Again you want to hide, or rest, but life refuses to slow down to accommodate you. Because there is a shoot tomorrow, and you are just shaken up from the incident, barely hurt, and you know that you can’t reschedule this. And it’s not as if staying at home, jumping at every little creak and bump would be any better anyway.
So you rise up again, and don’t bother to wonder if you’re leaving a little something behind in your haste each time.
“Look this way.”
You obey. Of course you do; that’s all that you are ever really good for, isn’t it?
“Tilt your head to the left just a little- yes, like that, perfect. Now smile.”
The spotlights are smothering, the heavy dress far too warm for the season. Your makeup feels caked on in the heat, even if you know it looks flawless because there are people standing in the sidelines whose jobs it is to make sure that you look flawless. The long dress covers your knees, and they’ve arranged you so that even in the full body shots it shouldn’t be apparent that your ankle is about three times as big as it should be.
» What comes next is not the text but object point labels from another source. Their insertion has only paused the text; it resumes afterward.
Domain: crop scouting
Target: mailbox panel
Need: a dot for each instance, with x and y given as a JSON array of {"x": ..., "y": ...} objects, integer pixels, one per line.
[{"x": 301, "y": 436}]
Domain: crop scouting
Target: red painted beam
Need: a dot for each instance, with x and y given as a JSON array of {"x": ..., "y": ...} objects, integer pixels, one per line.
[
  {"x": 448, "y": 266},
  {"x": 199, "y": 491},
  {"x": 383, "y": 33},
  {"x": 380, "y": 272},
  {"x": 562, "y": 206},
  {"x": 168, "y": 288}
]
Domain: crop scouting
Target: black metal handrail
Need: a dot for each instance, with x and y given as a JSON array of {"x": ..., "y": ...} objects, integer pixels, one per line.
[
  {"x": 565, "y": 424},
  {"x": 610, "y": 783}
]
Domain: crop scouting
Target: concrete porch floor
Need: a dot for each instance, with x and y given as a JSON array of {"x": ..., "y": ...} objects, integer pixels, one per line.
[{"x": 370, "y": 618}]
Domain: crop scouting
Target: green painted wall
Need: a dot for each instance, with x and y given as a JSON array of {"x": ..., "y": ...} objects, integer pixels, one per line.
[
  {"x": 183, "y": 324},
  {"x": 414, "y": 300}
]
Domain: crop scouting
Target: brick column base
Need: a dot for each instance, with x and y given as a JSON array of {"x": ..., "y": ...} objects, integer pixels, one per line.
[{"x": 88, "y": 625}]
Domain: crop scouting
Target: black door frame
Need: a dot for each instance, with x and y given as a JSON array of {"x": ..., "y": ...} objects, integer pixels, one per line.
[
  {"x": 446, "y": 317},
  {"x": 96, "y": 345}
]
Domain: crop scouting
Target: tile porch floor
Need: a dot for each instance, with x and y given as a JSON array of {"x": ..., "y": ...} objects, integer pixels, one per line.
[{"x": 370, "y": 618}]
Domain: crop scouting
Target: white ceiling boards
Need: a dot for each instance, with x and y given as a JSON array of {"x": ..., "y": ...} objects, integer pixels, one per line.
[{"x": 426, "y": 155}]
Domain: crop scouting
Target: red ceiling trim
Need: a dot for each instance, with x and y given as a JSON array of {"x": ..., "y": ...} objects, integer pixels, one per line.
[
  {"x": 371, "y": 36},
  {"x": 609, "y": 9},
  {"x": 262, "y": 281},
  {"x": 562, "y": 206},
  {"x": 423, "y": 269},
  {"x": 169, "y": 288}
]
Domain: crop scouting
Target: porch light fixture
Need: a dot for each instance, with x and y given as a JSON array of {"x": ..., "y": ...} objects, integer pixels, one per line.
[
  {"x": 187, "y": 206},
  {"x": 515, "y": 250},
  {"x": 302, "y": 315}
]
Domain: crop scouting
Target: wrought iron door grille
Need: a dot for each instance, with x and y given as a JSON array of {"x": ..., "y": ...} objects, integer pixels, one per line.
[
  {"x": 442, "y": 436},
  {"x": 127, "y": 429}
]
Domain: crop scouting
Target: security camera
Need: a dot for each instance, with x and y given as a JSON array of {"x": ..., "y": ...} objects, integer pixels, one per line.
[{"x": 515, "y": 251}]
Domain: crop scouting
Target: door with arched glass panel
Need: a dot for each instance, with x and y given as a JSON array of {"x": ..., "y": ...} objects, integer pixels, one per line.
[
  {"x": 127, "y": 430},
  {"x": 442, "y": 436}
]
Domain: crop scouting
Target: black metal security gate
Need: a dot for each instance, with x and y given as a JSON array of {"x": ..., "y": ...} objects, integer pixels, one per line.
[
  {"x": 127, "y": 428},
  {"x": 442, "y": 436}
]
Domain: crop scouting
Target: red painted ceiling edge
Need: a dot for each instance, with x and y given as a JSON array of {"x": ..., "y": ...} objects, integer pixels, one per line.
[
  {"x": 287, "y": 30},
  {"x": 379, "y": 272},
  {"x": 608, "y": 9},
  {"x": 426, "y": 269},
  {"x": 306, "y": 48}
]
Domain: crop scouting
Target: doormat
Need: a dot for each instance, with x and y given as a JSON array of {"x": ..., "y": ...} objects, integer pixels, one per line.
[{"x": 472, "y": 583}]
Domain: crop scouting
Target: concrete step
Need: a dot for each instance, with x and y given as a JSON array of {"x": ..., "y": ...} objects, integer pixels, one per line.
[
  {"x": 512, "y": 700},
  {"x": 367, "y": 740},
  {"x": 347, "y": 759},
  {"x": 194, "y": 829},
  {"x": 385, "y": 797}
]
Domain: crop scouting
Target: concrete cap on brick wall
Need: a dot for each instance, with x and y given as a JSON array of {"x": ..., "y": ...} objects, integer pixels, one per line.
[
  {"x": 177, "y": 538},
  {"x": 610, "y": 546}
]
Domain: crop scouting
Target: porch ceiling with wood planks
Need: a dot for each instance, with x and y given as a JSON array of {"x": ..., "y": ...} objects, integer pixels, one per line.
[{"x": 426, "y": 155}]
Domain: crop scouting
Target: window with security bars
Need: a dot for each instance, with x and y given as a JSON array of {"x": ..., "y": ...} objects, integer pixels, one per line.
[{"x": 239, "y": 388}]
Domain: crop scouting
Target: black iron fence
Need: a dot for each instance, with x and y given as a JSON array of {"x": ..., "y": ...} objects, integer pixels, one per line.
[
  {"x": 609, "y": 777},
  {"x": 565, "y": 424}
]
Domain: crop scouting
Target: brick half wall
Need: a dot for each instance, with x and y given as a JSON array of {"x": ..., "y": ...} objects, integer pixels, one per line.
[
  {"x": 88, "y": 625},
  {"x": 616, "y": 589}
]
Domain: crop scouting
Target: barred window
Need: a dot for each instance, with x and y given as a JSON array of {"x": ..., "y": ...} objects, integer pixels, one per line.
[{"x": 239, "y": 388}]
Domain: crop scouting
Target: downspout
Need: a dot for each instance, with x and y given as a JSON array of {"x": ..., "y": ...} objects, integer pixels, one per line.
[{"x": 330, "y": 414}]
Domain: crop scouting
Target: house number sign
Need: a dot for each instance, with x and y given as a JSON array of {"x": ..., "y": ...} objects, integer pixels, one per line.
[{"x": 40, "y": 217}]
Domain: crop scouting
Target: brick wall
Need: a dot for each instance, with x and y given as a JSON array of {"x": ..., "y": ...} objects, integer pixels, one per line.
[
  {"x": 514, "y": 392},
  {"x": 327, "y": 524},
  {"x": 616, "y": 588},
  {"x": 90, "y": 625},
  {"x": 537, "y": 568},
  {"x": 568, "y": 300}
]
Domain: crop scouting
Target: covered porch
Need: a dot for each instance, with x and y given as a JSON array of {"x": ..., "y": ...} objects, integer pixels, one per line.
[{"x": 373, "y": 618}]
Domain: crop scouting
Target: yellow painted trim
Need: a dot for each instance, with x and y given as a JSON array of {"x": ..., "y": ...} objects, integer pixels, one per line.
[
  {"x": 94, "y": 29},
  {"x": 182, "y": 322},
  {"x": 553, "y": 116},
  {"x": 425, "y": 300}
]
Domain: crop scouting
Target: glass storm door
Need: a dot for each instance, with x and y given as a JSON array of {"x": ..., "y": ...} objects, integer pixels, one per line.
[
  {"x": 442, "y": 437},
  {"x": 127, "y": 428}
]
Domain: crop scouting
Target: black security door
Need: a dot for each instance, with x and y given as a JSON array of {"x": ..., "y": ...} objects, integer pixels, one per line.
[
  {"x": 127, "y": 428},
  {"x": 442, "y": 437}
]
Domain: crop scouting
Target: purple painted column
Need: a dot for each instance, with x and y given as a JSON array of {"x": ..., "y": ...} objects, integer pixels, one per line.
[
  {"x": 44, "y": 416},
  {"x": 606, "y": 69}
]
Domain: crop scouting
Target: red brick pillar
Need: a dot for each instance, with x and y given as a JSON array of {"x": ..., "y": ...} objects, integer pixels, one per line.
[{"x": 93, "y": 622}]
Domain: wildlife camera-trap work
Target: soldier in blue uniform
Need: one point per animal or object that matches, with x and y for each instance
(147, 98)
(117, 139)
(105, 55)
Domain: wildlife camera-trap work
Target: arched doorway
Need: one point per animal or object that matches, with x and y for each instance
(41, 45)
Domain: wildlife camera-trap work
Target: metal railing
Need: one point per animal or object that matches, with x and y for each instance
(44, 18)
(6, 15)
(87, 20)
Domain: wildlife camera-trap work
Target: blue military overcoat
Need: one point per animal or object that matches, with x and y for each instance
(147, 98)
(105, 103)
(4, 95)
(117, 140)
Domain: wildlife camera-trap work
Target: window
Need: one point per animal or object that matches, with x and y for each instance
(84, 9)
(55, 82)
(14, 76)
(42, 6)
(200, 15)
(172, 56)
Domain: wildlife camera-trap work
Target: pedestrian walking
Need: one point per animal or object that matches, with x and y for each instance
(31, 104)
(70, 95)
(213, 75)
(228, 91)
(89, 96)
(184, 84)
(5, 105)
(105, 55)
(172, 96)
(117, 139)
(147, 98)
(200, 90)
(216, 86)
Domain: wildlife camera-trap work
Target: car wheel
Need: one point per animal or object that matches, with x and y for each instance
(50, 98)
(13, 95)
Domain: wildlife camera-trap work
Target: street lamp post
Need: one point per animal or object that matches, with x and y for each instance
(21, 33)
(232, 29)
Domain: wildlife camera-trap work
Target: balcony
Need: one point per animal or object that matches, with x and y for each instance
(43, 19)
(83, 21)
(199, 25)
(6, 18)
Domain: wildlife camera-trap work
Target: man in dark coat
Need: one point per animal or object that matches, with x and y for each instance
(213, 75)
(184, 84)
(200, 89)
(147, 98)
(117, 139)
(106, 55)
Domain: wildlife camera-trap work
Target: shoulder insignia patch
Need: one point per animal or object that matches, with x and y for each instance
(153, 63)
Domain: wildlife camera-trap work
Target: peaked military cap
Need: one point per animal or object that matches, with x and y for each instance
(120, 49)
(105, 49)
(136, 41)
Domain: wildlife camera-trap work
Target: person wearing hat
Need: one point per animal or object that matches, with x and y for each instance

There’s plenty of things to cover up the bags under your eyes.
And it’s smothering you.
“Come on, Misa-Misa!” The photographer peeks out from behind the tripod to humor you with a grin, “give us that smile.”
The lights are too bright and the white backdrop with all the little things meant to amplify them and get the lighting just right are all too much-
“Misa!”
You snap to attention at the sharp call. Blink, disoriented. Then grin.
“Sorry, Misa’s head is in the clouds today!”
You tilt your head to the side and smile.
And life goes on with you hanging onto it.
But it’s okay. Because someone is looking out for you. And once you find him, you will never be alone again.